Meridian Energy (MEL) H1 2025 earnings summary
Event summary combining transcript, slides, and related documents.
H1 2025 earnings summary
16 Jun, 2026Executive summary
Interim results for the six months to 31 December 2024 were significantly impacted by record low hydro inflows, extreme weather, and a rapid decline in gas availability, resulting in a net loss after tax of $121 million compared to a net profit of $191 million in the prior year.
Total comprehensive loss for the period was $120 million, down from income of $186 million year-over-year.
Despite operational headwinds, strategic momentum continues with a strengthened renewables pipeline, multiple projects nearing investment decisions, and a record retail market share of 16.58%.

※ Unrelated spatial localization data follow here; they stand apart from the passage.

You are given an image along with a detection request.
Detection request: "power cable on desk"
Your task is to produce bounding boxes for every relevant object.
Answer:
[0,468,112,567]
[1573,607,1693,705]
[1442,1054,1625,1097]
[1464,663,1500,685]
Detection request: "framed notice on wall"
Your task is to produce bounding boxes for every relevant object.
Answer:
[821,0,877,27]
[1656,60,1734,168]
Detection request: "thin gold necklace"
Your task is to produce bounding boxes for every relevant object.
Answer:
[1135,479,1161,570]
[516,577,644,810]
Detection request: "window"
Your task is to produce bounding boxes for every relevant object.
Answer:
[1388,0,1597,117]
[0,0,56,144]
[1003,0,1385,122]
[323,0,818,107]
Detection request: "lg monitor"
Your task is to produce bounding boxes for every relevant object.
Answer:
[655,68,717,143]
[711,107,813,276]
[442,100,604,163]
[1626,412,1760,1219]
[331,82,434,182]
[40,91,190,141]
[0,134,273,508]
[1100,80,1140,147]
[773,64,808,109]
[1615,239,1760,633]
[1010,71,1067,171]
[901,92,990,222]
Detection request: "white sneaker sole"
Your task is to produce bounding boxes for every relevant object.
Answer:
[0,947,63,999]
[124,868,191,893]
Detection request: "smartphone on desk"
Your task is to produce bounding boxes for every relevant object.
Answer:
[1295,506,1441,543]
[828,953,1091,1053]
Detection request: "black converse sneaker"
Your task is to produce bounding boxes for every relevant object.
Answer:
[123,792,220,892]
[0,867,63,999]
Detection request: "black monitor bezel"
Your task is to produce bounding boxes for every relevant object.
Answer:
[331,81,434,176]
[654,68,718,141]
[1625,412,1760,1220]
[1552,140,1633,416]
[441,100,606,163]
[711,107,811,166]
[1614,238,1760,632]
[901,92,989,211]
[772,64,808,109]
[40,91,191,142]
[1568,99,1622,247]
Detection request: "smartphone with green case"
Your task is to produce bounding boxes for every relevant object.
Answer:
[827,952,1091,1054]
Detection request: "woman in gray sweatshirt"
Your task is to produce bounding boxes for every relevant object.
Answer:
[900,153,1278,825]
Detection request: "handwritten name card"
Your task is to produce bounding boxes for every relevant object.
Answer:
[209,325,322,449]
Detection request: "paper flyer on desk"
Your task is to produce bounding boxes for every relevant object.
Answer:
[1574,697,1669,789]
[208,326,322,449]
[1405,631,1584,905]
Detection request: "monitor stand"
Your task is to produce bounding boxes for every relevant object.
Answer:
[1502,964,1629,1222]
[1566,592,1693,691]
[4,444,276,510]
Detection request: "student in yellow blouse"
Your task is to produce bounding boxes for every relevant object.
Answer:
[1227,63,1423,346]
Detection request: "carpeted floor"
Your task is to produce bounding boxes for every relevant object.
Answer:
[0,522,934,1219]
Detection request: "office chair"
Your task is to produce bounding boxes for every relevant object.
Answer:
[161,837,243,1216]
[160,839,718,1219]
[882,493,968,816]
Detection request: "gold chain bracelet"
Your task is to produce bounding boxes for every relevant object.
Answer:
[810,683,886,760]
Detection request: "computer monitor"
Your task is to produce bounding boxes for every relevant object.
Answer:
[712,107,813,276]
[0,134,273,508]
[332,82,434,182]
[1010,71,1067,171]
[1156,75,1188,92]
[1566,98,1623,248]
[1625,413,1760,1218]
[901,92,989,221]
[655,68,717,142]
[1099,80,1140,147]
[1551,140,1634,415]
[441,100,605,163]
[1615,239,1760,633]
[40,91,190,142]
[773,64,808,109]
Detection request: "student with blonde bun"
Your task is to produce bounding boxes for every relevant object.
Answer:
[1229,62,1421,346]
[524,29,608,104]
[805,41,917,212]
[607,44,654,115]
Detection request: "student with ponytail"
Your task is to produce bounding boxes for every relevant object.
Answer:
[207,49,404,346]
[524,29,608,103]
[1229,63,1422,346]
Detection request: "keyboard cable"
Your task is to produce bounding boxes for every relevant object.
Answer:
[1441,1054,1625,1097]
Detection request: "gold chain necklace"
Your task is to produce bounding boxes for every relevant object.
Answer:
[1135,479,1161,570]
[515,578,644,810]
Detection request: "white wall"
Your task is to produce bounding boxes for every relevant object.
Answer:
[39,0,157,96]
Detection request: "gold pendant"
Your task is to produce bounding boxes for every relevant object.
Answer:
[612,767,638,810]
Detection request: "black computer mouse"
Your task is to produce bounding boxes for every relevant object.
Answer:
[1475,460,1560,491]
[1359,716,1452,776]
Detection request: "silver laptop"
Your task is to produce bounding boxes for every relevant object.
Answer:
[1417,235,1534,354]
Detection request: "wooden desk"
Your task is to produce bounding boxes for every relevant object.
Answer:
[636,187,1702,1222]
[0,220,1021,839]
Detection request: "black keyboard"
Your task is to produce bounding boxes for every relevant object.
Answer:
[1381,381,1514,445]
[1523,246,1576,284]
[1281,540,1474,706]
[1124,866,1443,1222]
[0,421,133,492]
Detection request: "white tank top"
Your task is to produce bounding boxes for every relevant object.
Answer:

Retail transformation reduced workforce by 10%, enhanced digital capability, and increased retail connections by 4–5% since June 2024.
Leadership transition is underway, with the CFO set to become CEO from 30 June 2025.
Financial highlights
Operating cash flows fell by $253 million to $50 million, an 83% drop year-over-year.
EBITDAF dropped 42% to $257 million from $443 million, reflecting lower hydro generation and higher supply and hedge costs.
Net profit after tax was -$121 million, with underlying NPAT at -$5 million, compared to $191 million and $175 million profit in the prior year.
Interim dividend maintained at 6.15 cents per share, imputed at 85%, with a 2% discount for the dividend reinvestment plan.
Operating revenue increased to $2,255 million from $2,111 million year-over-year.
Outlook and guidance
Full-year operating cost guidance reduced to $298–304 million, and FY25 capital expenditure guidance lowered to $220–250 million due to project delays.
Over $1 billion in new capital commitments expected in the current year, with 680MW of development projects now consented.
Dividend policy remains focused on stability and long-term payout ratios, with flexibility to exceed 100% payout in exceptional years.
Recovery in financial performance is contingent on improved hydrology, gas market resolution, and regulatory changes.
Additional hedge and demand response costs of $25 million+ expected in Q3 FY25.